SPOnG Question: What's your take on the migration from physical media to digital distribution of video games?
Paul Wedgewood, CEO of Splash Damage: "I don't think there is a death-knell for retail. I can categorically state that this for the current generation of consoles. You still need retailers for selling the hardware and hence some form of physical media will remain. It certainly doesn't impact the way Splash Damage develops games and nor should it."
Tom Galt, Lead Designer at Digital Extremes: "I love it! It benefits gamers the most as it provides many more ways to experience games. You can get them in bite sized chunks, can get full featured AAA products, and it opens up the DLC model as well. If you like the game, you can keep buying content for that game. It's really been a boon to the industry, just because it's provided more ways for the creators and the players to interact.
"I don't think retail or physical media is going to go away any time soon, I know for myself I love getting the box! I love unwrapping it and cracking it open and you get that fresh smell; I love it."
Joshua Weier, Lead Designer at Valve: "For me personally, I just download everything these days. I'm sitting on my couch and I download something I want to watch it, my music I just want to play it. I think there's this other thing we can do where we have done cross play between the PC and the Mac, where you buy on the PC you got it on the Mac too. I feel that's the way it should be, right? Moving into the PS3, if you get that version [of Portal 2] you also get the PC version as well. I'm personally really excited about that."
"Ultimately it's all about choice. Some people want to go to the store, that's great. But a lot of people love to download stuff and that's kind of where we [at Valve] are at ."
Greg Kasavin, Creative Director at Super Giant Games: "The advent of digital distribution has been one of the best things to happen to games in a very long time. It's been a ground shaking move, it's affected some people negatively, but it's also enabled developers like us make a game like Bastion.
"The last time seven people could get together and make a game like Bastion was in the 1980's. So now you get these smaller teams that can actually take creative risks and do what they really want to do. The co-founders of Super Giant Games used to work for EA and Infinity Ward and at least speaking for myself, EA would have never let me make Bastion. I had to leave in order to make this kind of game with the content and story that were desirable [to me]. This has only been possible because of digital distribution."

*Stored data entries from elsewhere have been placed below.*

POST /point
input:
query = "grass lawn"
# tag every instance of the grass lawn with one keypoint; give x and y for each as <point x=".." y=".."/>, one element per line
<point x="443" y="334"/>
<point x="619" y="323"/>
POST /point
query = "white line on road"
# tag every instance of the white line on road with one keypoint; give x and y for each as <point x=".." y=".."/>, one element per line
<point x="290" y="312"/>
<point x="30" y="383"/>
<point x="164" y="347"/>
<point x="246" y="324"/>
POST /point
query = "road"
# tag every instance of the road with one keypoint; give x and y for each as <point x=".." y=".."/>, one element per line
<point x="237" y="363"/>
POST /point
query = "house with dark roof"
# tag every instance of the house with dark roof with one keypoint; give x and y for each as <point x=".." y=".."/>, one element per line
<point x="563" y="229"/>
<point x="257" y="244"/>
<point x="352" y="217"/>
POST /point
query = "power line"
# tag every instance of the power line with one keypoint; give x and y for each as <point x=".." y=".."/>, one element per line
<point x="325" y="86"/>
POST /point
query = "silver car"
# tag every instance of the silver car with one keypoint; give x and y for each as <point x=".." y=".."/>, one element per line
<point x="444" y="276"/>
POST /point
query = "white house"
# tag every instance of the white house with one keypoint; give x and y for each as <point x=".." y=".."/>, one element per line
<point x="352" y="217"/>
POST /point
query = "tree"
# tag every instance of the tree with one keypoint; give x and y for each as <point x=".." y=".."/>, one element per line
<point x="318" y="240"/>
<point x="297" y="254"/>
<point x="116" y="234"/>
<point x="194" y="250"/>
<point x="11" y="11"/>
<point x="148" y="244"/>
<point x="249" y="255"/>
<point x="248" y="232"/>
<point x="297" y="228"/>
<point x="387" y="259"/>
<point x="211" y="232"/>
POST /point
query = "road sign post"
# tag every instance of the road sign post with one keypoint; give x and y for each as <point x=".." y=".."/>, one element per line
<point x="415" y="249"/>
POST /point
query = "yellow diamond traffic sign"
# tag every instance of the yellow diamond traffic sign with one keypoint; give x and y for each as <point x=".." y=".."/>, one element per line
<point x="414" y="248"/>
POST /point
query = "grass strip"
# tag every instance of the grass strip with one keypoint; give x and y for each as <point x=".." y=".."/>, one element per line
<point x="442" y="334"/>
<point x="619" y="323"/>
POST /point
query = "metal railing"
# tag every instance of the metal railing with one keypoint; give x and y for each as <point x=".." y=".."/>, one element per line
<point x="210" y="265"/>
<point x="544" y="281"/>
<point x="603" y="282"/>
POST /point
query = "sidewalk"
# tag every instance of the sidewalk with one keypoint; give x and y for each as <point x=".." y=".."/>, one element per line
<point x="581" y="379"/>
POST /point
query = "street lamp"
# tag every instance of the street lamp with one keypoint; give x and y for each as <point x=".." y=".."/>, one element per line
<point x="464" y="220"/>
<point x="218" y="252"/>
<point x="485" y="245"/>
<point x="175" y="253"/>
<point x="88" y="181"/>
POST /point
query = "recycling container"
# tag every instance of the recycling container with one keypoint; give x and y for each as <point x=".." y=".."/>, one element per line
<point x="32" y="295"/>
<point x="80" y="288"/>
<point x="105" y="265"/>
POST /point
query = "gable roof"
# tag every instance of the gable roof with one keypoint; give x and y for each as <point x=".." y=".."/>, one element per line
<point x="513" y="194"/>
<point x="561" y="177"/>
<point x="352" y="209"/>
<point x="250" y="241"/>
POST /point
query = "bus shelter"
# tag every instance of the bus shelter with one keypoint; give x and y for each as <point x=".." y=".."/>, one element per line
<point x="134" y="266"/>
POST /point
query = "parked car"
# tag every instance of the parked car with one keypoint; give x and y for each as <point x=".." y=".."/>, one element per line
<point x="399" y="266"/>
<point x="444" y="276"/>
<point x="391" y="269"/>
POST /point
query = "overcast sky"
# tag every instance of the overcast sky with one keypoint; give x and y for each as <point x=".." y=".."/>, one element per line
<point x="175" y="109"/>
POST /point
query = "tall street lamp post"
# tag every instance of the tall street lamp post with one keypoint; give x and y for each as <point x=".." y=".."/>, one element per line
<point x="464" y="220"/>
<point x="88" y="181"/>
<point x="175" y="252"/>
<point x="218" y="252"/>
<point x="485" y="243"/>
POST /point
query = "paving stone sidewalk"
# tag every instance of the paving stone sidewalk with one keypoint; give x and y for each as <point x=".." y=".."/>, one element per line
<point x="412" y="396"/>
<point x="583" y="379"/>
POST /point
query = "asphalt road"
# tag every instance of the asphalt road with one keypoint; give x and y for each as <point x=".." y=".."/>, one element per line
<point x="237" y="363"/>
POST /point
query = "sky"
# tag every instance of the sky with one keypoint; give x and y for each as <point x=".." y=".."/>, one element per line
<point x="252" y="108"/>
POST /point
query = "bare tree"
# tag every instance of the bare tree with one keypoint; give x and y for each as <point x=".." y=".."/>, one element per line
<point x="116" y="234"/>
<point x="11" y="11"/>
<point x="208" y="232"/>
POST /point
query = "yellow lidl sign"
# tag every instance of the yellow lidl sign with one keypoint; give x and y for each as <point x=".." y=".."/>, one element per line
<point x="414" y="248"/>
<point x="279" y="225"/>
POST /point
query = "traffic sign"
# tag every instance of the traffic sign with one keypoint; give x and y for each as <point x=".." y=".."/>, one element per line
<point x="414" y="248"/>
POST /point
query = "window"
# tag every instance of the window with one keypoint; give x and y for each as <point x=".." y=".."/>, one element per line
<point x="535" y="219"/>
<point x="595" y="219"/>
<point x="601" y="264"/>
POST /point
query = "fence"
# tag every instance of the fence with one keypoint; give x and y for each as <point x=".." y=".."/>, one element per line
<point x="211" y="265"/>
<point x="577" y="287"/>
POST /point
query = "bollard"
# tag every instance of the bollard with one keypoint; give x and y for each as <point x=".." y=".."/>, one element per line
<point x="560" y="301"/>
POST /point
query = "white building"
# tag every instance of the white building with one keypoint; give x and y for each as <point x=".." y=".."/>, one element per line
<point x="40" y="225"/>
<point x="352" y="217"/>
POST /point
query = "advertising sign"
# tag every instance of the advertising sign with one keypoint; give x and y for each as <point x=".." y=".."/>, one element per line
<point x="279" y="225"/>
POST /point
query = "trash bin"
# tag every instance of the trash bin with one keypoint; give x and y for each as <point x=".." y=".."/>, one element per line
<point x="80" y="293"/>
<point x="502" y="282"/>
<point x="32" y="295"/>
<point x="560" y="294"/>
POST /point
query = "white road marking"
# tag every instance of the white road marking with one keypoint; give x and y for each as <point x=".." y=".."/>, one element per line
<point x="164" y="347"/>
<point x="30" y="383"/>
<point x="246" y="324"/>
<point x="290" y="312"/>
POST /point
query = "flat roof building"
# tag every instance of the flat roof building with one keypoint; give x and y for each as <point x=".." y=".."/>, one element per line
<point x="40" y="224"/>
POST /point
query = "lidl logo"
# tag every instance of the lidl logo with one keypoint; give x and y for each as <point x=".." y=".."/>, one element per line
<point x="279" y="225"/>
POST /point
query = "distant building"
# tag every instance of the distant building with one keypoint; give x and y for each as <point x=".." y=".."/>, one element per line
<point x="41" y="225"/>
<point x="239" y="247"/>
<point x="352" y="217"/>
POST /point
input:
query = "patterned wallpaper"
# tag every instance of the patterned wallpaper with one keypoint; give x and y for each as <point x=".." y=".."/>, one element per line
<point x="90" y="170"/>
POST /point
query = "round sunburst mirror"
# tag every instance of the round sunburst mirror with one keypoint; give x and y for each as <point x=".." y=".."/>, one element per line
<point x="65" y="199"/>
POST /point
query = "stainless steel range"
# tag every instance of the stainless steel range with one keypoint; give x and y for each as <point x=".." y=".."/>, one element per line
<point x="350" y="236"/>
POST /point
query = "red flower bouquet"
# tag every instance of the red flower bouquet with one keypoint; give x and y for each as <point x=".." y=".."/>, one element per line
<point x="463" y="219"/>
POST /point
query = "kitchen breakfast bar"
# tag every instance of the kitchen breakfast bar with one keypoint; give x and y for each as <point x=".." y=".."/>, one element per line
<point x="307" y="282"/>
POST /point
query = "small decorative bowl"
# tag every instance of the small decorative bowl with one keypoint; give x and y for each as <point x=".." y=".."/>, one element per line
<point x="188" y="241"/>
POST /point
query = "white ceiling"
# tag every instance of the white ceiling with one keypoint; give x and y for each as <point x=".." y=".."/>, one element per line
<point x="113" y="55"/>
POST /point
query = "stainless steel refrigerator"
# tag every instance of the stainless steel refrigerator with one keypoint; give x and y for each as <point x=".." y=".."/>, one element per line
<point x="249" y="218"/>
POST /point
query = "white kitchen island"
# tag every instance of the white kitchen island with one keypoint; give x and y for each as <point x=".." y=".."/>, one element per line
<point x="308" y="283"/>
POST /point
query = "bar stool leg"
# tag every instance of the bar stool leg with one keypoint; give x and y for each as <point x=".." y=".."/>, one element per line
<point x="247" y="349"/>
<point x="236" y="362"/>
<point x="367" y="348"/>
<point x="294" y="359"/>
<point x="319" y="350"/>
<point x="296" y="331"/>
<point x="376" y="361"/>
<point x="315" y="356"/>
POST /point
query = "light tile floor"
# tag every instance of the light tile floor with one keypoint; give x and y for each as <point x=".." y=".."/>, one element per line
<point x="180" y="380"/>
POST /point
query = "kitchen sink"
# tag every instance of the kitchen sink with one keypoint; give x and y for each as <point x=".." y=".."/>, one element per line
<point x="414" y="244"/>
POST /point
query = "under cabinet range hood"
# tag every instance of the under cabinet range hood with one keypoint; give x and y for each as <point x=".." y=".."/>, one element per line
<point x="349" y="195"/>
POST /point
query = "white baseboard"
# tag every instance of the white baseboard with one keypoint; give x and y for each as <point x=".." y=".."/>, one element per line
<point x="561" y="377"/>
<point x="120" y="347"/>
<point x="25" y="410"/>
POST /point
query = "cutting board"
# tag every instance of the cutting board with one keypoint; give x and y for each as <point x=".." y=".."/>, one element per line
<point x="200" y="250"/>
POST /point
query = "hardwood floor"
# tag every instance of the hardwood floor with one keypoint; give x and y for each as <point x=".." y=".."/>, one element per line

Adam Sarashon, Producer at Ubisoft: "You get the ability to take chances when distributing via digital means. The problem with the retail space is that it's very crowed, and only the top AAA games have a chance of making back the money that you have spent. The budgets for digitally distributed games is no where near the likes of Gears of War 3 and Assassin's Creed. So the ability to take risks in this space has decreased over the past 5 years, I still want to be able to take those chances and hit a mass audience. So XBLA, PSN and Steam enables these games to hit a large enough audience."
Adam Fletcher, Head of PR at Gearbox: "Gearbox loves how people have the option of downloading games or buying them from store. We benefited most from digital distribution via Steam with Borderlands. There will however always be people who will want physical copy of their game, as people don't feel they really own it until they have the box in their hands."